K. Park,1 J. Oh,1 J. Lee,1 S. Yoon,1 J. Cho,1 I. Jang,1 K. Lim2; 1Department of Clinical Pharmacology and Therapeutics, Seoul National University College of Medicine and Hospital, Seoul, Korea, Republic of, 2Department of Clinical Pharmacology and Therapeutics, CHA University School of Medicine and Bundang CHA Medical Center, Seongnam, Korea, Republic of
BACKGROUND: Human carboxylesterase 1 (CES1) is a serine esterase, which hydrolyzes various exogenous and endogenous compounds including oseltamivir, a prodrug to treat influenza. Altered CES1 gene sequences can lead to substrates’ inter-individual metabolic variability. The effect of rs200707504 (11657A>G) SNP on CES1 enzymatic activity has not been characterized yet and it was expected to decrease CES1 enzymatic activity in an in silico analysis. This study was to evaluate the effect of CES1 genetic polymorphism on the pharmacokinetics (PK) of oseltamivirin healthy volunteers.
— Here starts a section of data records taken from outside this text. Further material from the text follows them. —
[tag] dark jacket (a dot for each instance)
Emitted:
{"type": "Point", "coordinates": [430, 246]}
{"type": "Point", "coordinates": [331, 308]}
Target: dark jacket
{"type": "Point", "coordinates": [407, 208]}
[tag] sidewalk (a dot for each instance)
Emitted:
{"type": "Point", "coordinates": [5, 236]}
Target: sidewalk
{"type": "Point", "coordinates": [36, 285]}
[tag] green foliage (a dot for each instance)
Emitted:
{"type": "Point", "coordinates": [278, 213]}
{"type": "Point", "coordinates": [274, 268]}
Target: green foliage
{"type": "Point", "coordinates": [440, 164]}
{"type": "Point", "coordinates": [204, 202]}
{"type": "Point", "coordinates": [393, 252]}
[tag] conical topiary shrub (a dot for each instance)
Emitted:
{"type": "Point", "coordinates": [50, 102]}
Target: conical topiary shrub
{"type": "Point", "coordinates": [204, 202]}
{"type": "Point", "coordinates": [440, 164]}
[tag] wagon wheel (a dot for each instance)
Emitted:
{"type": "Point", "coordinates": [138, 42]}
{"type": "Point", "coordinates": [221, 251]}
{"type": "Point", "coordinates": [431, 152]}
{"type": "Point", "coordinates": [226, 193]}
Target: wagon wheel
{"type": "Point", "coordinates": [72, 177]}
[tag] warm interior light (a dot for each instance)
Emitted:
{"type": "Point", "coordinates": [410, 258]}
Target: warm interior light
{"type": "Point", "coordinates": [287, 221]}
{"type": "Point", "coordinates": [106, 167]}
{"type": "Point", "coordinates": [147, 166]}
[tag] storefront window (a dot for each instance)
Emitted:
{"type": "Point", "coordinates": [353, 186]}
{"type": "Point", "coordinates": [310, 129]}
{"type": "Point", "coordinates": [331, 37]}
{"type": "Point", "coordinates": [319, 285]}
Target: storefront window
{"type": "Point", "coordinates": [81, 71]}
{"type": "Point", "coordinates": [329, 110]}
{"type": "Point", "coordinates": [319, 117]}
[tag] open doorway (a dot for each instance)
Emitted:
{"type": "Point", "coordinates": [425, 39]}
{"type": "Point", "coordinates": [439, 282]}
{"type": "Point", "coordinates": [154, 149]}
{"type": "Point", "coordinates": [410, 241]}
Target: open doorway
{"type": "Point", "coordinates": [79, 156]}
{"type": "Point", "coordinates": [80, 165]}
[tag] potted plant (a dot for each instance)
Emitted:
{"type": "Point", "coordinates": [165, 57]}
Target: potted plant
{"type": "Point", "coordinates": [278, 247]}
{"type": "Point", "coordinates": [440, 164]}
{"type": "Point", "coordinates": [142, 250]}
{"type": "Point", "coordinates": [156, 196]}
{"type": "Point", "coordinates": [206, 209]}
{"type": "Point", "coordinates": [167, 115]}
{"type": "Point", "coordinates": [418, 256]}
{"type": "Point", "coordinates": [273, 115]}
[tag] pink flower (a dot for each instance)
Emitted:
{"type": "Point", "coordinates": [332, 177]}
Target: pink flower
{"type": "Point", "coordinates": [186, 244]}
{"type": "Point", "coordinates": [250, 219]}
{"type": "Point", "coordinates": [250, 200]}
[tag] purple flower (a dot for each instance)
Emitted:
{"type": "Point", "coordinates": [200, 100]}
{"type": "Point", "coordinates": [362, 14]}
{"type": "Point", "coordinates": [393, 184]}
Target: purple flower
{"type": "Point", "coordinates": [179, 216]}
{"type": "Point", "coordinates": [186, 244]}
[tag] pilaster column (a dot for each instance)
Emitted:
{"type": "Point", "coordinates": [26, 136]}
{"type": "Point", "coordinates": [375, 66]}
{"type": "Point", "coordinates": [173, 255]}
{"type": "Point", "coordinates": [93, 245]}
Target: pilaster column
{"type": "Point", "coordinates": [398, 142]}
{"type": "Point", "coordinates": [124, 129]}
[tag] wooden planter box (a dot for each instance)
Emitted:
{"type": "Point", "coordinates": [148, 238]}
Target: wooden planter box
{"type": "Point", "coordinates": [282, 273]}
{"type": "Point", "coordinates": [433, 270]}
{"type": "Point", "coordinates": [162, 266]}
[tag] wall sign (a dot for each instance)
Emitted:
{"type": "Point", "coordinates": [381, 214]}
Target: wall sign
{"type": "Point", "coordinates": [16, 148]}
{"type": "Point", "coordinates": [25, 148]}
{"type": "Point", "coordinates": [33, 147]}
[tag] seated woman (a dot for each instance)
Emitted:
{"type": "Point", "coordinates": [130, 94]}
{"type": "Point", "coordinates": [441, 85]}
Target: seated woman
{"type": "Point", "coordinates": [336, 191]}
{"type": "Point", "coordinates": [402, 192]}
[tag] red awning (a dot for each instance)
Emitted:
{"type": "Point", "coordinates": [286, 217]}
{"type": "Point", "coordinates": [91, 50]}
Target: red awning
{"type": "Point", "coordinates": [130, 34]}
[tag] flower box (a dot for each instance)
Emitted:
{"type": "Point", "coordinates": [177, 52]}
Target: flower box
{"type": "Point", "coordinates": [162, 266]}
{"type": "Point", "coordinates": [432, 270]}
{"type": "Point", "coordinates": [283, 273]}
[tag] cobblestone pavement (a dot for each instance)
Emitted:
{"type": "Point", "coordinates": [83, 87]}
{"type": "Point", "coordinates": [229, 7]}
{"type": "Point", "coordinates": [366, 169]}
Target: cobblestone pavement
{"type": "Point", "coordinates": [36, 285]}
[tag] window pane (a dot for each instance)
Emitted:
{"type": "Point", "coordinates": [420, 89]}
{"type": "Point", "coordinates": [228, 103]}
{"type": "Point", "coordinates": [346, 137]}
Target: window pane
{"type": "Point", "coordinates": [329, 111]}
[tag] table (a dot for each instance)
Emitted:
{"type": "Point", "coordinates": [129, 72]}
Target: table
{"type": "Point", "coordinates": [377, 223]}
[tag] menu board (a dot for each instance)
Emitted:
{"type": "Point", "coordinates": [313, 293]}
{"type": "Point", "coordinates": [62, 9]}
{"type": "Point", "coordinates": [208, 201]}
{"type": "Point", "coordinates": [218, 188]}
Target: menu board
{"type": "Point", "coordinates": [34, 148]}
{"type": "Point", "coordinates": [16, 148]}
METHODS: An open-label, single-dose PK study was conducted in 20 healthy volunteers. A single oral dose of oseltamivir 75 mg was administered to 12 subjects with wild type and 8 subjects with one 11657A>G allele. Oseltamivir and its active metabolite, oseltamivir carboxylate in plasma and urine were determined using LC-MS/MS and PK parameters were calculated by non-compartmental method. Geometric mean ratio (GMR) and 90% confidence intervals (CIs) of PK parameters (variant to wild type) were calculated.
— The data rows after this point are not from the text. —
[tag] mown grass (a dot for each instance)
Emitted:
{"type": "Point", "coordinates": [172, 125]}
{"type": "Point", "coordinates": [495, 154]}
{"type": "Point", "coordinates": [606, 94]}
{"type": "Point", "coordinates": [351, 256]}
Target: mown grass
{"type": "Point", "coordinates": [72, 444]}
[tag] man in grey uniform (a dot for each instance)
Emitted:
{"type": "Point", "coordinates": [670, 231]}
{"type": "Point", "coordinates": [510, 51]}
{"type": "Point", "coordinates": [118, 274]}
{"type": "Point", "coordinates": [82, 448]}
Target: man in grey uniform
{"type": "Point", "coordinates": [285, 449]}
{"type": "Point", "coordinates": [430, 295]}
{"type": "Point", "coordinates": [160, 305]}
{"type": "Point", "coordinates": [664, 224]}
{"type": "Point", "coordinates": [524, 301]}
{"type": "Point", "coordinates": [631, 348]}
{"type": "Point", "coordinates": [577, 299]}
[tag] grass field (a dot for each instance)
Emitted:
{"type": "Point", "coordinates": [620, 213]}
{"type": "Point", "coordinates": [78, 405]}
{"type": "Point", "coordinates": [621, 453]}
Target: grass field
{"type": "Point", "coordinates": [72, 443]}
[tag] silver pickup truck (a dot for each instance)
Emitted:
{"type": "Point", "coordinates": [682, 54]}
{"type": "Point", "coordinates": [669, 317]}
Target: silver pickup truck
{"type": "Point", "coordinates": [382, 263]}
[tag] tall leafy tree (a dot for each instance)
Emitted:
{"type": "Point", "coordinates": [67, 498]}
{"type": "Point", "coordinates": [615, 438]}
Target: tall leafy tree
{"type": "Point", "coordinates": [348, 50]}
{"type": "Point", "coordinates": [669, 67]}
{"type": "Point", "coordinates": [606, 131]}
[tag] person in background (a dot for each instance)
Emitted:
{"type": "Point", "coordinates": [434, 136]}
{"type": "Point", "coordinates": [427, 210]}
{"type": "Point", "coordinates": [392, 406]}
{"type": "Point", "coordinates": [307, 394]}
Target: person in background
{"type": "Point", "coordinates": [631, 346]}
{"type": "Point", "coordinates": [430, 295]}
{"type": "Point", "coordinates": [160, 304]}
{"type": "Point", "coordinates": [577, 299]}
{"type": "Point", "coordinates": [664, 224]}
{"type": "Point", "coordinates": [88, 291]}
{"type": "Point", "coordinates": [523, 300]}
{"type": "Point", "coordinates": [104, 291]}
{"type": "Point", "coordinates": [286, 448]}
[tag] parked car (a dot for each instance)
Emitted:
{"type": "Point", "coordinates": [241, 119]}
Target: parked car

RESULTS: Systemic exposure (AUC) to oseltamivir was increased and AUC of oseltamivir carboxylate was decreased in variant groups, but no statistical significance was observed. GMR and 90% CI of metabolic ratio (AUCinf, Oseltamivir Carboxylate/AUCinf, Oseltamivir) was 0.87 (0.66 -1.14). Amount of unchanged oseltamivir excreted in urine was also increased by 19%, but it was not statistically significant.
CONCLUSION: CES1 SNP (11657A>G) decreases systemic exposure of oseltamivir carboxylate, but the extent of decrease in AUC of active metabolite seems not to be clinically meaningful.